11. März 2008 09:12

NASA prüft Shuttle 

Teil vom Treibsofftank bei Endeavour-Start gelöst

Bei dem Start der Endeavour löste sich ein größeres Teil des Treibstofftanks. Die NASA untersucht den Zwischenfall.

Teil vom Treibsofftank bei Endeavour-Start gelöst
© AP

Die Astronauten der US-Raumfähre "Endeavour" haben am Dienstag mit der Untersuchung des Shuttles auf mögliche Schäden begonnen. Die NASA wertete dazu noch die zahlreichen Bilder aus, die beim Start gemacht wurden. Damit soll vor allem überprüft werden, ob nicht abgebrochene Teile der Isolierung des Tanks die Raumfähre beschädigt haben. Ein solcher Vorfall hatte 2003 zum Absturz der Raumfähre "Columbia" geführt. Dabei kamen alle sieben Astronauten ums Leben.

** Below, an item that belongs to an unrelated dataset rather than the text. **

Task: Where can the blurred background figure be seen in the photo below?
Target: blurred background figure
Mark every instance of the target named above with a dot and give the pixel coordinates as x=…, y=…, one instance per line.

Teil vom Treibstofftank gelöst
Ersten Analysen zufolge löste sich ein größeres Teil vom Treibstofftank, das die Raumfähre aber nicht traf. Zehn Sekunden nach dem Start könnte etwas die NASA der "Endeavour" getroffen haben, was es war, war noch unklar. Weitere Untersuchungen seien notwendig, erklärte die NASA.

Mit an Bord der Raumfähre sind die ersten Bauteile des japanischen Weltraumlabors "Kibo" und der zweiarmige Roboter "Dextre" aus Kanada, der für Wartungsarbeiten an Bord der Raumstation eingesetzt wird. Zur Montage der ersten "Kibo"-Teile sind insgesamt fünf Außenbordeinsätze geplant. Die Astronauten bleiben 16 Tage im All.

Sieben Astronauten der US-Raumfähre "Endeavour" sind am Dienstag zum bisher längsten Space-Shuttle-Einsatz für die Internationale Raumstation (ISS) aufgebrochen. Die Raumfähre startete um 7.28 Uhr MEZ auf dem Raumfahrtzentrum Cape Canaveral im US-Bundesstaat Florida. Nach dem ersten Nachtstart einer Raumfähre seit 2006 erreichte die "Endeavour" ohne Zwischenfälle ihre vorgesehene Erdumlaufbahn.